Récit de rêve
Nous n’avons pas de maison. En attendant, nous séjournons dans celle-ci, amarrée à la nuit, flottant sur des vagues de vent dans la forêt noire où l’humidité dépose en guirlandes des lampions aux parois irisées. Les feuilles gagnent lentement les fenêtres double vitrées. Je sens, à travers, leur souffle froid, leur haleine de fleurs. Il faut partir demain. Déménager. Je fais une bulle et j’y entre : lire un moment, écrire, avant de ranger, empaqueter, emporter. E s’énerve et crève la bulle. Je réplique : il vaut mieux qu’on se sépare ce soir, on visitera la ville chacun de notre côté. Une ville de petits carrés dans de petits carrés, vertigineuse : promenade dans une toile de Vieira da Silva. J’avance dans la crainte de rencontrer E, en me révoltant et lui en voulant de vivre dans la crainte. J’hésite à un croisement. Quel est le bon côté ? Le sien ou le mien ? Devrais-je être en colère contre moi ? N’est-ce pas la même chose ? N’est-ce pas avant tout contre moi que je suis en colère contre lui ? Il arrive, les mains dans les poches de sa veste noire aux deux parallèles blanches. Entre nous la porte ouverte d’une boîte de nuit souffle une allée embuée, violacée.

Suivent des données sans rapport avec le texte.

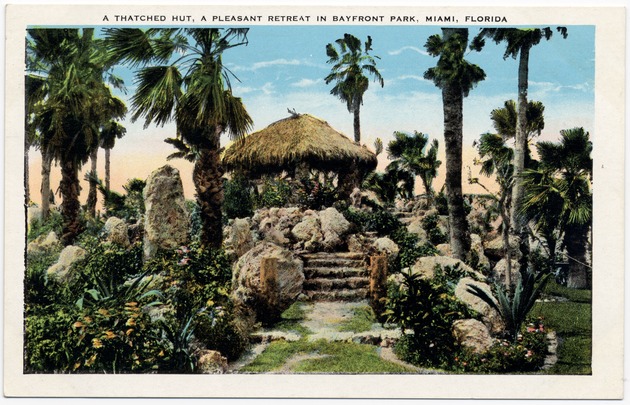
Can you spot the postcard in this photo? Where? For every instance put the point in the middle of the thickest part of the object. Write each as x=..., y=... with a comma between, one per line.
x=314, y=201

Quelqu’un me montre une grue et me raconte qu’un garçon qui travaillait là-haut est tombé : il est mort. Je contredis parce que je le connais : il est bien tombé, pile dans la mer, et s’est changé en panthère des mers, la nage aussi douce qu’un pelage, la caresse des caresses. Il est ressorti là-bas, parmi les îles minuscules en myriade, chacune à peine assez grande pour abriter un arbre ou un bouquet d’arbres, forêt en pointillés où la mer dessine un réseau de sentiers salés sous une canopée à la faune et à la flore folles qui s’entremêlent dans les hauteurs. Le garçon-panthère pose sa patte souple sur le sable et s’ébroue pour se débarrasser des nénuphars. Il rencontre un autre garçon (tous deux ont 17 ans environ) et en tombe amoureux. C’est étrange, ce garçon sort avec son ancienne copine et il ressent ce qu’il ressent lorsqu’ils font l’amour (expression bien sentimentale pour ce qu’ils font). Le garçon répond : ce n’est pas étrange, avant ta mort, ou plutôt ta métamorphose, je ressentais ce que tu ressentais, c’est pour ça que je l’ai choisie, elle.
En fait, je suis encore dans ma bulle et je lis un livre parfait, il est plein de tirets. J’en parle à Flore, elle est d’accord. Elle commente : c’est le rythme.